Cats calm me

What is good about having a pet?

Cats calm me,

Relax me..

But they trip me up

Knead my stomach

Paw my face

Insist on tasting my food…

But they make me laugh

Purr at me

But then they jump up

On cupboards

Climb up trees

Lie on the stairs

Entertain me,

Keep me company

Cost too much at the vets

Give me love. X

Bonfire night 2025

Remember, remember, the fifth of November, Gunpowder Treason and plot.

For the last couple of weeks fireworks have been going off in the UK to celebrate bonfire night and possibly eid and Halloween too. But last night was the loudest and longest session.

I’d been out and was driving home. At the top of our hill I could see the flashes and bangs of massive fireworks across the city. The weather was clear and dry so I could see a lot of sparkling colours. I’m glad I went home, my poor cats were petrified. I’d forgotten to leave the radio on to drown out the noise. They soon settled down though x

I was driving so couldn’t take a photo but decided to try and draw an idea of a rocket going off in my Artrage app.

He’s still here x

My old cat seems to be a bit better, he’s eating more and has gone back on to solid foods. He is more friendly and active too.

I thought his life was over, but he’s somehow stabilised. I’m hoping he keeps going, as long as he’s not in pain. The anxiety has settled a bit in me too. I don’t worry about going out  as much now. I can’t explain the relief I feel. And he’s getting lots of love. He’s lying on the mat near the heater at the moment. Paws tucked under. Typical loaf position.

A soul cake at 4am…

A soul, a soul, a soul cake,

Please good missus, a soul cake…..

Endlessly ringing through my head. We were singing this minor key song this evening at choir and it’s turned into an ear worm….

When I went to bed a few hours ago I was determined not to be kept awake by intrusive thoughts. I was going to think of the word ‘the’ over and over again to keep my mind on the straight and narrow path to slumber. It almost worked, but the ‘the’s’ started to form into the Soul cake tune, and soon it took over.

It didn’t help that I’d gone to bed on an almost empty stomach, not feeling well, I’d decided just to eat a couple of sandwiches, and I was being kept awake by the feeling of hunger. I’ve come downstairs for something and ended up eating a tub of curried noodles.

Now I’m sitting in my armchair wondering what to do. I can hear traffic outside and the patter of rain on the ground by my front door, almost like the soft sound as a cat licks itself before settling down to sleep.

Maybe I’ll stay downstairs and hope that I can doze, or go back to bed and try and sleep with the radio murmuring softly. Insomnia is not my friend.

Soon it will be dawn again, things to do. But with the change of the clocks I always feel jet-lagged, unsettled, trying to find my comfortable place.

Maybe writing here, using my thoughts of other things will clip the earworm and stop the repetitive tune. I do hope so. Goodnight.

My first cat…

She never usually sat on dad’s lap, but this time she did. Such a loving little tortoise shell cat. I didn’t know then that this sort of fur colouration is mainly female…. I may be wrong. We had another cat too but I dint remember him well, I left home a few years later, and I missed them so much.

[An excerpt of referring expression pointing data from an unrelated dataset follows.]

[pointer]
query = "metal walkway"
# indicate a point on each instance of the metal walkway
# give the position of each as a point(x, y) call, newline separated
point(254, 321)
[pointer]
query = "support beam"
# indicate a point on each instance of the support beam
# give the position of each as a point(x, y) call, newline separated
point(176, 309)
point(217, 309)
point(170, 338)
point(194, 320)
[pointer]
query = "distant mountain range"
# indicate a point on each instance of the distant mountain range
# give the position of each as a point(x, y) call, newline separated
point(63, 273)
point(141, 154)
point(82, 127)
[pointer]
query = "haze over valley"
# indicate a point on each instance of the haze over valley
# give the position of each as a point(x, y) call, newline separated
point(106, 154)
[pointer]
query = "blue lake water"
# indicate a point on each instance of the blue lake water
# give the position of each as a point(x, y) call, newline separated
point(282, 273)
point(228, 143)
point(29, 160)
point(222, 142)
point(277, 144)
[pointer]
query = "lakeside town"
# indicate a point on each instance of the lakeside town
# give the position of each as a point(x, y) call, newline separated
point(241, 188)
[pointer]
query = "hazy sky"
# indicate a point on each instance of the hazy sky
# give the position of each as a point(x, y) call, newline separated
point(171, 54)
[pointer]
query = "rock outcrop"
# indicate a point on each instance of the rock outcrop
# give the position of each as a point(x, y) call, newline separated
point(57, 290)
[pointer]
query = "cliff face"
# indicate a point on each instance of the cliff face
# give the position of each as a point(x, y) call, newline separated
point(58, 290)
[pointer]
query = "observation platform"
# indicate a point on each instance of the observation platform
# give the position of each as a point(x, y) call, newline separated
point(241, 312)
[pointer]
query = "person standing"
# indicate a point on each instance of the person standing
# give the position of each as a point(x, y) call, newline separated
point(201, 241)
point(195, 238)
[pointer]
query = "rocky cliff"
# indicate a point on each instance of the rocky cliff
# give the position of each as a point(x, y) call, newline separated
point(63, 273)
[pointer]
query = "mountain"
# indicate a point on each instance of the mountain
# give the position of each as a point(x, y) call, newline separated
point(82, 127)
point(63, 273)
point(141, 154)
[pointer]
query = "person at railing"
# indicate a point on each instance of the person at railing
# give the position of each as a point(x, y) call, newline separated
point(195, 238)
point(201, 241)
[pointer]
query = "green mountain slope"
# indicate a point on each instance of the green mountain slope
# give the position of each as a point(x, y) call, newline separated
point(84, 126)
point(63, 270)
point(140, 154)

Of course when I stayed in student accommodation we weren’t allowed pets, but a year later we took in an old straggly cat that someone was going to have put to sleep. And after that I’ve always had cats… 11 in total… My friends.

Still worried

He’s on my knee at the moment, purring. I thought I was going to lose him last week but I’ve been trying to pursuade him to eat and this seems to be working. He’s gone from just a liquid diet to a few solids. Tonight he had a bit of white fish, then he ate some kibbles. Later he ate a bit of normal soft cat food and then some soft pate style food with a gravy on top. Now he’s had a few treats! He still has to have medication but it’s good to see him eating again x.